We can use accumulate() to calculate infinite sums and products (or at least, give us the first howevermany terms).

sum of reciprocal squares

$$ \sum_{n=1}^\infty \frac{1}{n^2} = \frac{\pi^2}{6} $$
import math

recip_squares = (1/(n*n) for n in count(1))
print_for(accumulate(recip_squares))

# or all in one go, now with 30 terms:
print_for(accumulate(1/(n*n) for n in count(1)),30)
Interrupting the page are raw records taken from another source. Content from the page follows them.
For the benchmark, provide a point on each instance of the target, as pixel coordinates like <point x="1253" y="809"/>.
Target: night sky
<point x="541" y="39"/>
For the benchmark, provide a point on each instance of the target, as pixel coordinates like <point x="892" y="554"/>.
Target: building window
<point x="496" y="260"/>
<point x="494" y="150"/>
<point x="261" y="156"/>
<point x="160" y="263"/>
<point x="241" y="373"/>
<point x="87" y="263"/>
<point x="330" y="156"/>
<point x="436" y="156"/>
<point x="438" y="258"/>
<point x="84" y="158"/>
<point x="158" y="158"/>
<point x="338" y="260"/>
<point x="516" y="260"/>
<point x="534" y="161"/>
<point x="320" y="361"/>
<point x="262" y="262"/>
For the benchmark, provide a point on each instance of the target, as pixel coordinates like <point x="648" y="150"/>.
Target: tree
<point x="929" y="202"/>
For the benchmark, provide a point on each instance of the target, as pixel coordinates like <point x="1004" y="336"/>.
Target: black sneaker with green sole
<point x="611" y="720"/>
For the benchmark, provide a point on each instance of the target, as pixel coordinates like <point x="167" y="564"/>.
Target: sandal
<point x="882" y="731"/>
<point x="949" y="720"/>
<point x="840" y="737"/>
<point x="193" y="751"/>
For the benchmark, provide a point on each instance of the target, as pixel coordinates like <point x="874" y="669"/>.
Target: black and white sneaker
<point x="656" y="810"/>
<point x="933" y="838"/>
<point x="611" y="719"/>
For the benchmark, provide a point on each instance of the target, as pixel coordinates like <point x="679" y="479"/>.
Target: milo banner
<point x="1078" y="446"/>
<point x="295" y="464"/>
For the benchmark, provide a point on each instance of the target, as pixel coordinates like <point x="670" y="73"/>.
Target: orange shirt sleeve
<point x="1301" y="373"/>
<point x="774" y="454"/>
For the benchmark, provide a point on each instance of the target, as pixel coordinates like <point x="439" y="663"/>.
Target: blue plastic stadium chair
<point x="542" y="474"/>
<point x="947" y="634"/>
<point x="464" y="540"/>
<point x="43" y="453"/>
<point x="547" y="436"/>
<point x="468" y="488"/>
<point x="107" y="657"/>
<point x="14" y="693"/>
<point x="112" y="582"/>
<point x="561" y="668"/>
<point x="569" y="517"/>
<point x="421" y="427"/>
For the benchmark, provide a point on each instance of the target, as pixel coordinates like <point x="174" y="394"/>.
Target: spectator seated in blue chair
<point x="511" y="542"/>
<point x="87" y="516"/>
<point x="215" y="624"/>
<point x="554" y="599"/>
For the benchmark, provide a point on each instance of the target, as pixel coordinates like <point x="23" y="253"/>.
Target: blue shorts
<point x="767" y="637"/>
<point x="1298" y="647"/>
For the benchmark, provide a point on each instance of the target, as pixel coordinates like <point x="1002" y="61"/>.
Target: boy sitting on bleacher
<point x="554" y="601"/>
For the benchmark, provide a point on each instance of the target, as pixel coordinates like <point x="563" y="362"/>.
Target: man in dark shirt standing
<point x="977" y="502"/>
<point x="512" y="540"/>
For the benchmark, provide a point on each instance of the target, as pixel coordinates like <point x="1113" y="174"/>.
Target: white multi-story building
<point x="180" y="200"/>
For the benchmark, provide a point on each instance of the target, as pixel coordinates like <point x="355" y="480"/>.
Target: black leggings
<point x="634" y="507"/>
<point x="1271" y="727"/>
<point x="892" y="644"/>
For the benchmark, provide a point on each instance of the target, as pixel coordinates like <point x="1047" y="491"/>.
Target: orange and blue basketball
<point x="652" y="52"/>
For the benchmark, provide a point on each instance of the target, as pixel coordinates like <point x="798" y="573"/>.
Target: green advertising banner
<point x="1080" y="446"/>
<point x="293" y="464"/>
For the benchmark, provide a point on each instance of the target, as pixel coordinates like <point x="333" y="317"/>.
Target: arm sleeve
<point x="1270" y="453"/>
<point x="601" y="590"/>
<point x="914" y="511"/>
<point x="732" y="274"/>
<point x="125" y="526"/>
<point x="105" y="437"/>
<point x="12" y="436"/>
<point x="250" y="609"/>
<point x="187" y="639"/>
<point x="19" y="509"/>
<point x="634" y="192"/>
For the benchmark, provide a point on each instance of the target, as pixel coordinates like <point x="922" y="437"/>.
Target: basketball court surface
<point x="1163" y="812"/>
# it converges rather slowly
print('limit =', math.pi*math.pi/6)
1.0, 1.25, 1.3611111111111112, 1.4236111111111112, 1.4636111111111112, 1.4913888888888889,
1.511797052154195, 1.527422052154195, 1.5397677311665408, 1.5497677311665408, ...
1.0, 1.25, 1.3611111111111112, 1.4236111111111112, 1.4636111111111112, 1.4913888888888889,
1.511797052154195, 1.527422052154195, 1.5397677311665408, 1.5497677311665408, 
1.558032193976458, 1.5649766384209025, 1.5708937981842162, 1.5759958390005426, 
1.580440283444987, 1.584346533444987, 1.587806741057444, 1.5908931608105303, 
1.5936632439130234, 1.5961632439130233, 1.5984308176091684, 1.6004969333116477, 
1.6023872924798896, 1.6041234035910008, 1.6057234035910009, 1.6072026935318293, 
1.6085744356443121, 1.6098499458483937, 1.6110390064904865, 1.6121501176015975, ...
limit = 1.6449340668482264

sum of reciprocal powers of 2

$$ \sum_{n=1}^\infty \frac{1}{2^n} = 1 $$
print_for(accumulate(1/(2**n) for n in count(1)),20)
0.5, 0.75, 0.875, 0.9375, 0.96875, 0.984375, 0.9921875, 0.99609375, 0.998046875, 
0.9990234375, 0.99951171875, 0.999755859375, 0.9998779296875, 0.99993896484375, 
0.999969482421875, 0.9999847412109375, 0.9999923706054688, 0.9999961853027344, 
0.9999980926513672, 0.9999990463256836, ...

factorial

$$ \prod_{i=1}^n i = n! $$
print_for(accumulate((n for n in count(1)), operator.mul))
1, 2, 6, 24, 120, 720, 5040, 40320, 362880, 3628800, ...

a product for +++\pi+++

$$ \prod_{n=1}^\infty \left( \frac{4n^2}{4n^2-1} \right) = \frac{\pi}{2} $$
print_for(accumulate((1/(1-1/(4*n**2)) for n in count(1)), operator.mul),20)

# it also converges rather slowly
print('limit =', math.pi/2)
1.3333333333333333, 1.422222222222222, 1.4628571428571429, 1.4860770975056687, 
1.5010879772784533, 1.51158509600068, 1.5193368144417092, 1.525294998027755, 
1.5300172735634447, 1.533851903321749, 1.5370275801402207, 1.539700671583943, 
1.5419817096159192, 1.5439510349155563, 1.5456684442981097, 1.5471793616434646, 
1.5485189108743247, 1.549714678373069, 1.5507886317191353, 1.5517584807696163, ...
limit = 1.5707963267948966
This is all very neat and nifty, and we have barely scratched the surface of what can be done. But that's probably (more than) enough for now.